Enhanced Replication of Highly Pathogenic Influenza A(H7N9) Virus in Humans - Volume 24, Number 4—April 2018 - Emerging Infectious Disease journal - CDC

Enhanced Replication of Highly Pathogenic Influenza A(H7N9) Virus in Humans

Technical Appendix

Seiya Yamayoshi1, Maki Kiso, Atsuhiro Yasuhara, Mutsumi Ito, Yuelong Shu, and Yoshihiro Kawaoka1

Author affiliations: University of Tokyo, Tokyo, Japan (S. Yamayoshi, M. Kiso, A. Yasuhara, M. Ito, Y. Kawaoka); Sun Yat-Sen University, Shenzhen, China (Y. Shu); Chinese Centers for Disease Control and Prevention, Beijing, China (Y. Shu); University of Wisconsin–Madison, Madison, Wisconsin, USA, and Japan Science and Technology Agency, Saitama, Japan (Y. Kawaoka)

Cite This Article

Abstract

To clarify the threat posed by emergence of highly pathogenic influenza A(H7N9) virus infection among humans, we characterized the viral polymerase complex. Polymerase basic 2–482R, polymerase basic 2–588V, and polymerase acidic–497R individually or additively enhanced virus polymerase activity, indicating that multiple replication-enhancing mutations in 1 isolate may contribute to virulence.

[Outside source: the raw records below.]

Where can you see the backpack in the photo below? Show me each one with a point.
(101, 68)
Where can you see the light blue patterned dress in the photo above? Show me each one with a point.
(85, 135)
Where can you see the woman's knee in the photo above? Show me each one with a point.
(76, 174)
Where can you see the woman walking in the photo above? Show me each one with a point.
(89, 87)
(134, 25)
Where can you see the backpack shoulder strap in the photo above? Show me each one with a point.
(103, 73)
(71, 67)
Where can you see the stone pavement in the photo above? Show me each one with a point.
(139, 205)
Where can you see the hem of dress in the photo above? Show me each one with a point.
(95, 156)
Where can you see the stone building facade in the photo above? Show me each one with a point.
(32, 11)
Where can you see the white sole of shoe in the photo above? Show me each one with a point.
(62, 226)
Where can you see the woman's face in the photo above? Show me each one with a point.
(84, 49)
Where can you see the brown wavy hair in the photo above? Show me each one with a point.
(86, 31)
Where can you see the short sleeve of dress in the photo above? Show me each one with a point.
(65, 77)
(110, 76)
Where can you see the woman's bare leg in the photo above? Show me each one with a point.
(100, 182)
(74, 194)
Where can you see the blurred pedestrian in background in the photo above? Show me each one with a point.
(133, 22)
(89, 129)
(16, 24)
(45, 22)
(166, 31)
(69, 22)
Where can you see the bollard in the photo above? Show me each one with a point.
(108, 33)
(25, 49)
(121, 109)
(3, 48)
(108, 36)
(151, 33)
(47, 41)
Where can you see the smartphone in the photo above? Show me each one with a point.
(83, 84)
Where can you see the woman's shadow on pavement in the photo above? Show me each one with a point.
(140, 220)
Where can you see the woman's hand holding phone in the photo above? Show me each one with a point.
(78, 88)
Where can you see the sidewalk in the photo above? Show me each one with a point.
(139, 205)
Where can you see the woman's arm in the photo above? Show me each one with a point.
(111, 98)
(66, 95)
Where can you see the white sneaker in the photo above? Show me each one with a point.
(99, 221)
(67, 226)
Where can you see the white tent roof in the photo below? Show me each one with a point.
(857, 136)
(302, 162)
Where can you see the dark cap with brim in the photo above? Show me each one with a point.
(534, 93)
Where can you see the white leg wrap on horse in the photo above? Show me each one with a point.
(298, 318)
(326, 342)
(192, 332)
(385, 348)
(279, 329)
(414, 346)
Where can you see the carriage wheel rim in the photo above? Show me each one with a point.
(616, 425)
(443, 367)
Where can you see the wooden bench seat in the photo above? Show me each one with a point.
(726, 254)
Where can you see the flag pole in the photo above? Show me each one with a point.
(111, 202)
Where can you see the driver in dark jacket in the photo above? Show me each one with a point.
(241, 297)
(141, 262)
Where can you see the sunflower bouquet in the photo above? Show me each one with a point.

Highly pathogenic influenza A(H7N9) virus has infected humans every influenza season since 2013; the fifth epidemic wave occurred during the 2016‒17 season (1,2). Since 2013, a total of 1,565 laboratory-confirmed human cases and 612 related deaths have been reported (http://www.who.int/influenza/human_animal_interface/Influenza_Summary_IRA_HA_interface_12_07_2017.pdf?ua = 1). During the fifth wave, H7N9 viruses possessing hemagglutinin with multibasic amino acids at the cleavage site were isolated from birds and humans (2–4). H7N9 isolates from humans possessed hemagglutinin with a preference for human-type receptors and neuraminidase with inhibitor resistance (4,5); one of those isolates transmitted among ferrets via respiratory droplets (6). Emergence of highly pathogenic H7N9 viruses with such properties is a serious threat to public health. Full comprehension of the extent of this threat requires detailed characterization of these viruses.

The Study

We attempted to identify the replication-enhancing amino acids in the polymerase complex of H7N9 virus A/Guangdong/17SF003/2016 (GD), which was isolated from the first reported H7N9-infected patient (3,5) and harbors polymerase basic (PB) 2 with 271T, 588V, 591Q, 627E, and 701D. Amino acids at these positions are known to alter viral polymerase activity in mammalian and avian cells at different temperatures (7–11).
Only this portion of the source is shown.